Organic fertilizers are believed to be slower acting than the chemical fertilizers. This is true to a degree. Being a lower NPK analysis and slower acting, organic fertilizers can be used in higher volume around plants without danger of burning. However, there are some organic fertilizers that are fast acting, such as bat guano or fish meal, that can show results as quickly as the chemical fertilizers do. They are still slower to burn the plants than the chemicals and last much longer in the soil. 

Unless chemical fertilizers are impregnated or coated with a microbe inhibitor and some substance to keep them from quickly dissolving, they must be used very cautiously. Especially in sandy soils, they can burn the roots of the plants and quickly leach beyond the reach of the roots. They generally end up polluting a water supply because they are too quickly dissolved and moved out of the soil. In heavy clay soils or any soil with a high organic and humus content, this is less of a problem. 

Chemical fertilizers that are blended to perfectly fit a given soil and then used in the correct season and correct amounts can do nothing more than grow a plant. They do not build or sustain a healthy soil.
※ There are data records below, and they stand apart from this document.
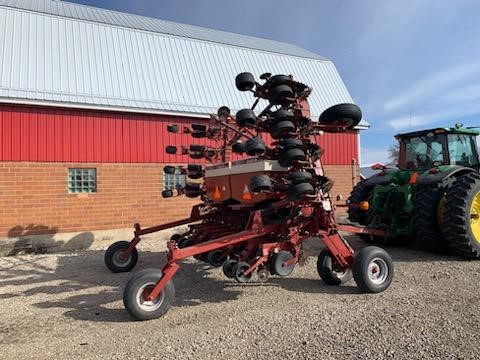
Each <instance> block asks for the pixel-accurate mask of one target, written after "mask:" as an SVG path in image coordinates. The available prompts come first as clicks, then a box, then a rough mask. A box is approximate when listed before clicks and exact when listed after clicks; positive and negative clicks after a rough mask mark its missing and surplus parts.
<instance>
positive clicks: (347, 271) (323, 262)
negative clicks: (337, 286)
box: [317, 248, 353, 285]
mask: <svg viewBox="0 0 480 360" xmlns="http://www.w3.org/2000/svg"><path fill="white" fill-rule="evenodd" d="M317 272H318V275H320V278H321V279H322V280H323V282H324V283H325V284H327V285H342V284H345V283H346V282H348V281H350V280H351V279H352V277H353V275H352V271H351V269H347V270H346V271H344V272H337V271H335V270H334V268H333V259H332V253H331V252H330V250H328V249H327V248H325V249H323V250H322V251H320V254H318V258H317Z"/></svg>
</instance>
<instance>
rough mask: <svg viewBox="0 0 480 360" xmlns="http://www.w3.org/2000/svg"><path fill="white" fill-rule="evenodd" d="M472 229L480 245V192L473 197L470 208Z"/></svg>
mask: <svg viewBox="0 0 480 360" xmlns="http://www.w3.org/2000/svg"><path fill="white" fill-rule="evenodd" d="M470 229H471V230H472V234H473V236H474V237H475V241H476V242H478V243H480V192H478V193H476V195H475V196H474V197H473V200H472V205H471V206H470Z"/></svg>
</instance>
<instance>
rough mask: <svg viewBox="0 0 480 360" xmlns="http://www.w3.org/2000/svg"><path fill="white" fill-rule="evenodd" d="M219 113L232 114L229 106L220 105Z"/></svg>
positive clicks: (218, 115)
mask: <svg viewBox="0 0 480 360" xmlns="http://www.w3.org/2000/svg"><path fill="white" fill-rule="evenodd" d="M217 115H218V116H222V115H224V116H227V115H230V108H229V107H228V106H220V107H219V108H218V110H217Z"/></svg>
Organic fertilizers contain the energy and the many other things that continually build soil fertility, crumb structure, increased water holding capacity, food for all the beneficial soil life, condition the soil and contribute to the hundreds of other yet-unknown things that cause a plant to grow healthy and perfect. 

Only healthy and perfectly grown plants can feed and support healthy and perfect animal and human life.*


----------